Note that for each prime factor, we have one degree of freedom. We can use modular arithmetic to figure out what values that any one particular variable can take; we simply choose any of them, which will propagate to the rest. In this case, we happen to select $m_{2,2} = 5, m_{3,2} = 3, m_{4,2} = 2$ and $m_{2,5} = 7, m_{3,5} = 5, m_{4,5} = 3$ as the smallest solution. Also, we can simply choose $k_i = 1$ that satisfies everything; we can in fact choose $k_i = a^{k!/i}$ for any $a$, as given in my previous comment to give infinitely many solutions.

(Yes, I'm still not that good in LaTeX. Someone can fix up the aligning?)
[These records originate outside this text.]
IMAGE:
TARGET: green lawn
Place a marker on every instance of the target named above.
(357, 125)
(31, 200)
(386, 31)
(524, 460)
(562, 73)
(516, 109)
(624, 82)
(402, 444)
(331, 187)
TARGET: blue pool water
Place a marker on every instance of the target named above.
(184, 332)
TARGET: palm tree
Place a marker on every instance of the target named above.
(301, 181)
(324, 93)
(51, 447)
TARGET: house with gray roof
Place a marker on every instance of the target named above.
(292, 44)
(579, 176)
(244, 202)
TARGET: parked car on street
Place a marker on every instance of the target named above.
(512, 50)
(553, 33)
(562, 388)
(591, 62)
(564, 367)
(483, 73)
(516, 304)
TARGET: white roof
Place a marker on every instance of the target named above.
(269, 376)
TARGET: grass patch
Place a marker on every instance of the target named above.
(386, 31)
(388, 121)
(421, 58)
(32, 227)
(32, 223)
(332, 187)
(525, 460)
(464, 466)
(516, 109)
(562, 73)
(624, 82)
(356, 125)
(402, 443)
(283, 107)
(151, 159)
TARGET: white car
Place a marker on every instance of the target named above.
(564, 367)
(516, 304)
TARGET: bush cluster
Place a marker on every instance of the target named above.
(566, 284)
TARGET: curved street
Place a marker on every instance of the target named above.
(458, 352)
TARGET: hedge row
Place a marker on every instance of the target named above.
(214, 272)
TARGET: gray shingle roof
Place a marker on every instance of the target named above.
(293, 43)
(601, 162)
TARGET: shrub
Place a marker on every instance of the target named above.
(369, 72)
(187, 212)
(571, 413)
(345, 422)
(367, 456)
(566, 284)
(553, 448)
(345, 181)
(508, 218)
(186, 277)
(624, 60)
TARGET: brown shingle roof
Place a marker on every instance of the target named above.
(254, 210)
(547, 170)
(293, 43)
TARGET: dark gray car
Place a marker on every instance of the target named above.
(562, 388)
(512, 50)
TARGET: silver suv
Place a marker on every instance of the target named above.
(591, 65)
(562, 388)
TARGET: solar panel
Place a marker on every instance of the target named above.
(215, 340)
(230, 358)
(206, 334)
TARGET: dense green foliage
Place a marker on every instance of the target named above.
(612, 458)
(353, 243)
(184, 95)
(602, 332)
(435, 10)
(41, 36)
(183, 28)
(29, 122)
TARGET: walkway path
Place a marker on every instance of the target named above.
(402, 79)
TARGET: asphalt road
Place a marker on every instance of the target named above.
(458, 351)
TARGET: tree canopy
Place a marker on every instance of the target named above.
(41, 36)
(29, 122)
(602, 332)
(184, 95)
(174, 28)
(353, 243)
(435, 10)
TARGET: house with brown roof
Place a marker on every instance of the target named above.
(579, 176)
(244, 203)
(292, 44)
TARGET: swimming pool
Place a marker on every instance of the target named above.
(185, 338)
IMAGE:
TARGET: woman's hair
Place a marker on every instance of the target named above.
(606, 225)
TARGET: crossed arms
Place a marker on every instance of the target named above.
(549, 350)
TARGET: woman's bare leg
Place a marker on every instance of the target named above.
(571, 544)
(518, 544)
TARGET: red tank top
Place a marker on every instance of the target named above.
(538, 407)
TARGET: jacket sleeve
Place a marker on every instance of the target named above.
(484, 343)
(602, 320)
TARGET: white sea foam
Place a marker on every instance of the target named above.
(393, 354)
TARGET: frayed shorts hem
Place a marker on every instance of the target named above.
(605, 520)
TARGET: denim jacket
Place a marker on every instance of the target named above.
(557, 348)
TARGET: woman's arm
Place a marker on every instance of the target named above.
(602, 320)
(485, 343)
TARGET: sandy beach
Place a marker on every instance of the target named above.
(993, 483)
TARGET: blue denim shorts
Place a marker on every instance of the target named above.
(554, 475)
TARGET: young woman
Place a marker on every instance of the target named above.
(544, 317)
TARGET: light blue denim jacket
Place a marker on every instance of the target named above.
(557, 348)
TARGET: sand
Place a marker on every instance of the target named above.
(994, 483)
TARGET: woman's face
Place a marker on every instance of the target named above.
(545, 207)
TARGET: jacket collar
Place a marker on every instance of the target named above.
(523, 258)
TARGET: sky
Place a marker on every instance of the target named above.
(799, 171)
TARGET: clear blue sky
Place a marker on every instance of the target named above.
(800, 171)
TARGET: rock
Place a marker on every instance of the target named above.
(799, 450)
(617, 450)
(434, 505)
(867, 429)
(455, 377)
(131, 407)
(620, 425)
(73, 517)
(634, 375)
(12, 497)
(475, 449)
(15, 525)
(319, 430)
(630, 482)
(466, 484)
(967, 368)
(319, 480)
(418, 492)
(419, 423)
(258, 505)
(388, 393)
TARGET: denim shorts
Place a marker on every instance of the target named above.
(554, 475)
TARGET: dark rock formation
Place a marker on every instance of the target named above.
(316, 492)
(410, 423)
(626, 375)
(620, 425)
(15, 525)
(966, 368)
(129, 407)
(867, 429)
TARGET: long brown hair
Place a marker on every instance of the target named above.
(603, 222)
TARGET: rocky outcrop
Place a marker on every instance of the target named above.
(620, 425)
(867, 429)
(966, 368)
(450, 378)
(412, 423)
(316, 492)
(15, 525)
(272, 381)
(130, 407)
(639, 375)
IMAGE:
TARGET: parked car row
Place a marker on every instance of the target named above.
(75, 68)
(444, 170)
Because the notation is so awful, let me rephrase it: $F_k$ is the set of positive integers that can be represented as $a_1^k + a_2^k + a_3^k + \ldots + a_k^k$ where $a_1, a_2, a_3, \ldots, a_k$ are positive integers. The conjecture is thus $F_2 \cap F_3 \cap F_4 \cap \ldots \cap F_k$ is infinite for any positive integer $k$.

The easier part is that if said intersection is non-empty, then it is infinite. If $n \in F_2 \cap \ldots \cap F_k$, then $a^{k!}n \in F_2 \cap \ldots F_k$ for all positive integer $a$, because if $n = a_1^i + a_2^i + \ldots + a_i^i$ then $a^{k!}n = (a^{k!/i}a_1)^i + (a^{k!/i}a_2)^i + \ldots + (a^{k!/i}a_i)^i$. Thus now the problem is reduced to proving that said intersection is non-empty.

Vikram, this sounds like the kind of problem which proof you've written down somewhere in the margin of a book, right? This is similar to, but unfortunately too different from, Waring's Problem.